Né en 1995, le photographe et médiateur artistique Emile Kees vit et travaille aujourd’hui à Édimbourg. Sa pratique artistique explore les notions de foyer, les mécanismes de la mémoire et l’intimité queer, naviguant de façon continue à la frontière séparant les espaces naturels des environnements construits.
Une éducation plastique et nomade
Emile Kees grandit au sein d’une communauté familiale d'artistes réunissant sculpteur, peintre, potier et créateur de mode dans une maison mobile durant les années 1990. Cet environnement transdisciplinaire et collaboratif façonne son rapport aux volumes, à la matière et à la performance.
En 2019, il construit sa première chambre noire à partir de matériaux de récupération et se forme en autodidacte aux techniques analogiques.
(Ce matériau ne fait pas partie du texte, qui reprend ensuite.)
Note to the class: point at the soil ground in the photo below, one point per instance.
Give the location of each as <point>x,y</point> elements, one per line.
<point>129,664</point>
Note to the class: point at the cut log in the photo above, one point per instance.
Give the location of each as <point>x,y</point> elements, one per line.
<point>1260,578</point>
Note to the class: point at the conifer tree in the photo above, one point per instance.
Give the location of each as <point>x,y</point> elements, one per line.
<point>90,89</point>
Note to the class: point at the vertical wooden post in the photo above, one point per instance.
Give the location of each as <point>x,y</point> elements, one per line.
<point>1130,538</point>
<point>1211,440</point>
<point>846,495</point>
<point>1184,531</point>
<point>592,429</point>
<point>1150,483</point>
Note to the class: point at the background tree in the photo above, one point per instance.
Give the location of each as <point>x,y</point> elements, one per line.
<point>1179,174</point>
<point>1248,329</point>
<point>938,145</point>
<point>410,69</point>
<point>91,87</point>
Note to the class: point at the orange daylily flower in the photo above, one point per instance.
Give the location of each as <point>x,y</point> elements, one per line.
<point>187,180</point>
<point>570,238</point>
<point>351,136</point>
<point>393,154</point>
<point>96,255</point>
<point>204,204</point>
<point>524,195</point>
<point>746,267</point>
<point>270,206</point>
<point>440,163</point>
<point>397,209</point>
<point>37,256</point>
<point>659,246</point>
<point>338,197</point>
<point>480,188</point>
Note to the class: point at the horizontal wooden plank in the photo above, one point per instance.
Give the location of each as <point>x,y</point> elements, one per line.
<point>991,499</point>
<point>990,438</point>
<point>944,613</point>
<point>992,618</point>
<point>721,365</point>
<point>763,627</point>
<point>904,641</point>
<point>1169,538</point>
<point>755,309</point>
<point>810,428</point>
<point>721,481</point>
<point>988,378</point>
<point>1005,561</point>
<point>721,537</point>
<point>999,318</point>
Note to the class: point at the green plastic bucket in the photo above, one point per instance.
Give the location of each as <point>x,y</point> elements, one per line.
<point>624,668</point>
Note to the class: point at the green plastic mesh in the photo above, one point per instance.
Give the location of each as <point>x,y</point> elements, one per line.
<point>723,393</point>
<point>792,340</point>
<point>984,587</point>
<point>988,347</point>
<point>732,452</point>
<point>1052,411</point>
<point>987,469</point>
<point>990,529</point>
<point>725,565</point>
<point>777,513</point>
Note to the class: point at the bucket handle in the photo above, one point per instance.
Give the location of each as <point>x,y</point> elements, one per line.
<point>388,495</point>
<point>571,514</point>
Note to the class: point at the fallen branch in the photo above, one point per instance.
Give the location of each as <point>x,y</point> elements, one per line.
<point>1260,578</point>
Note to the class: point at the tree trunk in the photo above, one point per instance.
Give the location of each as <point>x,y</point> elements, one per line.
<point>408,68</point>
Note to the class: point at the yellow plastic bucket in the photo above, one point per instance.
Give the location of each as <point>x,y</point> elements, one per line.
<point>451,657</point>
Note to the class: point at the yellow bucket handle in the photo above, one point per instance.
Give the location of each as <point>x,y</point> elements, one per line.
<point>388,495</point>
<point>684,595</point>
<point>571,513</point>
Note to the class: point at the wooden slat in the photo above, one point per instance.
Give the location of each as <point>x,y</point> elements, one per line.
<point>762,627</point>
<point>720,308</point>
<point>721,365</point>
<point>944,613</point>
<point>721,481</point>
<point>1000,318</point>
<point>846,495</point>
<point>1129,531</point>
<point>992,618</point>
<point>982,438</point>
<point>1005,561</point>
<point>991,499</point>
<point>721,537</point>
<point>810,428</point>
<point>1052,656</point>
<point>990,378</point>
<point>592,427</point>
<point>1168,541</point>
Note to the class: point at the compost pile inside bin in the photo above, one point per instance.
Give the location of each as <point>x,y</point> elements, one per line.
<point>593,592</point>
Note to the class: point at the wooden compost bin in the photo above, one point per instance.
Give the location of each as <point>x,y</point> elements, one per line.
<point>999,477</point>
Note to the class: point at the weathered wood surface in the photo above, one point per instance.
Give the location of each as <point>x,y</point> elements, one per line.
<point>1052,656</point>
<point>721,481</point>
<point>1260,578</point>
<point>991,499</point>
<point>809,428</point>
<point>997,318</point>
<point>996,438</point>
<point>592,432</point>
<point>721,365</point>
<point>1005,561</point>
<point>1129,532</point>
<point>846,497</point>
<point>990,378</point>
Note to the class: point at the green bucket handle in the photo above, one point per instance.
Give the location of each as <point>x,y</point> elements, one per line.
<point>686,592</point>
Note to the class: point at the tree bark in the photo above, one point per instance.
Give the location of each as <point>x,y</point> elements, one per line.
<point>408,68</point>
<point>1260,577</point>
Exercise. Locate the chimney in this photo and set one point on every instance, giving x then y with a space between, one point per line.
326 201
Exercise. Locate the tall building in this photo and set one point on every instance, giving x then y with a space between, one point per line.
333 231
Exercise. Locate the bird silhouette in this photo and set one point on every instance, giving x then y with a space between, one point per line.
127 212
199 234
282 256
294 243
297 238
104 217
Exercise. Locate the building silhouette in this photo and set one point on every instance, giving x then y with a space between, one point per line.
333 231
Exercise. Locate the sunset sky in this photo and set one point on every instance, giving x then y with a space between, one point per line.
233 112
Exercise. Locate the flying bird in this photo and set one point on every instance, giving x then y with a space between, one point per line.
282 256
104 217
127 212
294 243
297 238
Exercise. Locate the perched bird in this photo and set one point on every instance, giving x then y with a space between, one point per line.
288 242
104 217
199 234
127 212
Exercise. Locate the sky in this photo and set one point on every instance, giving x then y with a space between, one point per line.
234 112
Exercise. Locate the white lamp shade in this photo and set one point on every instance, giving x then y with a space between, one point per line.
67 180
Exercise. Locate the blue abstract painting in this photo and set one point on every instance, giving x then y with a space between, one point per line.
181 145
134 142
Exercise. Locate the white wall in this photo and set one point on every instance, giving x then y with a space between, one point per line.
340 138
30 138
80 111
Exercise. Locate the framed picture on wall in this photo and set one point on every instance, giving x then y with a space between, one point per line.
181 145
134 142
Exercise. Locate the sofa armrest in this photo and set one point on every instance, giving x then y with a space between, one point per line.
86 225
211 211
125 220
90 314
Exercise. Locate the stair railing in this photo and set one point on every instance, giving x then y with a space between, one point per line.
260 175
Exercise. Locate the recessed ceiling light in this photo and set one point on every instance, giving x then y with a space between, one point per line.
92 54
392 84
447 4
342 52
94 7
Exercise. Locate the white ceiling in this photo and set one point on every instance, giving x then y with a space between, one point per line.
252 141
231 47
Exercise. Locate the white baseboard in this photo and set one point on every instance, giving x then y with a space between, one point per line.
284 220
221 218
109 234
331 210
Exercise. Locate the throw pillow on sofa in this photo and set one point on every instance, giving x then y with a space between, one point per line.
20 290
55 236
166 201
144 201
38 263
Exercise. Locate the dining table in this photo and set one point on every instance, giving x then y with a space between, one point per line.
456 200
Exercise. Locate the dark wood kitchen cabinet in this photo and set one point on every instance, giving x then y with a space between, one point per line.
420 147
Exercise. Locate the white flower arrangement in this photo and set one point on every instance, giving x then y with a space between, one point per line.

Il valide ensuite ce parcours technique et conceptuel par l’obtention d’un diplôme certifiant du Centre international de la photographie de New York.
La matière du temps et du quotidien
La signature visuelle d'Emile Kees repose sur la rigueur d'un travail de laboratoire entièrement fait main. Dans son studio d’Édimbourg, il tire toutes les images individuellement à l'agrandisseur, conférant à ses épreuves argentiques une présence presque microscopique et sculpturale. Ses compositions s’attachent à la poésie des coïncidences quotidiennes et aux scènes banales qu'il retravaille pour fixer le passage du temps.
Parallèlement à sa création, il transmet son savoir-faire technique lors de cours et d'ateliers au sein d'institutions comme l'université de Cambridge ou le Centre international de la photographie. Depuis 2023, ses œuvres ont été exposées à New York, en Écosse, en Angleterre et en Suisse.
En 2026, en collaboration avec Montcalm Collection, Rise Art présente Souvenirs, une exposition monographique explorant la manière dont la mémoire façonne et déstabilise notre perception des lieux.